How to propagate a Monstera Deliciosa

Whether you want to recycle your Monstera cuttings or you simply want to create a new plant, know that the Monstera, thanks to its aerial roots, is one of the easiest plants to propagat. Though there are many ways to do this, water propagation is generally the easiest way to go about it. Follow these instructions to propagate your Monstera Deliciosa:

  • Select a stem to propagate - Using sharp, clean scissors or shears, cut an inch or two below an aerial root. You don’t have to propagate with an aerial root, but this is a guaranteed way of propagation success!

  • Place in water - Find a clear glass and fill with water. Make sure only the stem is submerged, and no leaves are sitting in the water.

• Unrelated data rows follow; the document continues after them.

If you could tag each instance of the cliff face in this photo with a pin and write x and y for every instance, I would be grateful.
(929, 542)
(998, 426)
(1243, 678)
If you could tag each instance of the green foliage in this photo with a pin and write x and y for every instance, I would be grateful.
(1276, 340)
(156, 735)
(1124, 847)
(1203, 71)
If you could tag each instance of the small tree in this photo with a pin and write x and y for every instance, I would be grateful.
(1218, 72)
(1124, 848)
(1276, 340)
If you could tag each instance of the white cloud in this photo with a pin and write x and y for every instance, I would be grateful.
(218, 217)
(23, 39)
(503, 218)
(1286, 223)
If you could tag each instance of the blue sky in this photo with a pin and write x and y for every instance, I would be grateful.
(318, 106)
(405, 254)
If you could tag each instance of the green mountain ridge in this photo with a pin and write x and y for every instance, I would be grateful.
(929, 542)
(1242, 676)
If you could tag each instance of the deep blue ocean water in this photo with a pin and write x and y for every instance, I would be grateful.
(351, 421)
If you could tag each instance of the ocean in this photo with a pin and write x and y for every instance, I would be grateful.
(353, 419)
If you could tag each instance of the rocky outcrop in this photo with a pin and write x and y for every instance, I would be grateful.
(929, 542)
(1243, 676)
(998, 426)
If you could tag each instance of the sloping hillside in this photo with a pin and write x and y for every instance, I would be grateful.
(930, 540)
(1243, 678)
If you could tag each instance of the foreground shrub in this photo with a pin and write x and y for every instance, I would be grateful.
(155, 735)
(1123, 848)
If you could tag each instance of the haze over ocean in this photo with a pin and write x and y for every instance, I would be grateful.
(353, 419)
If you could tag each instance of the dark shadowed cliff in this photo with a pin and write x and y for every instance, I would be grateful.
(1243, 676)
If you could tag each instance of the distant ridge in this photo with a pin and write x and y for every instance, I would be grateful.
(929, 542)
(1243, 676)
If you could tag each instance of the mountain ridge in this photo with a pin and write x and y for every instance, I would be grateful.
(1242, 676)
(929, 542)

  • Place in a bright area and wait! - Avoid any direct sun. You may need to change the water out every few days to keep it fresh. It usually takes just a few days for the root to start growing.

  • Transfer to soil - After a week or so, transfer to indoor potting soil. A small pot is best — no larger than 6” in diameter.

  • Keep hydrated - During the first few weeks, or until your plant feels firmly rooted in its soil, regularly water and drain your Monstera. The soil should be just barely moist to the touch at all times.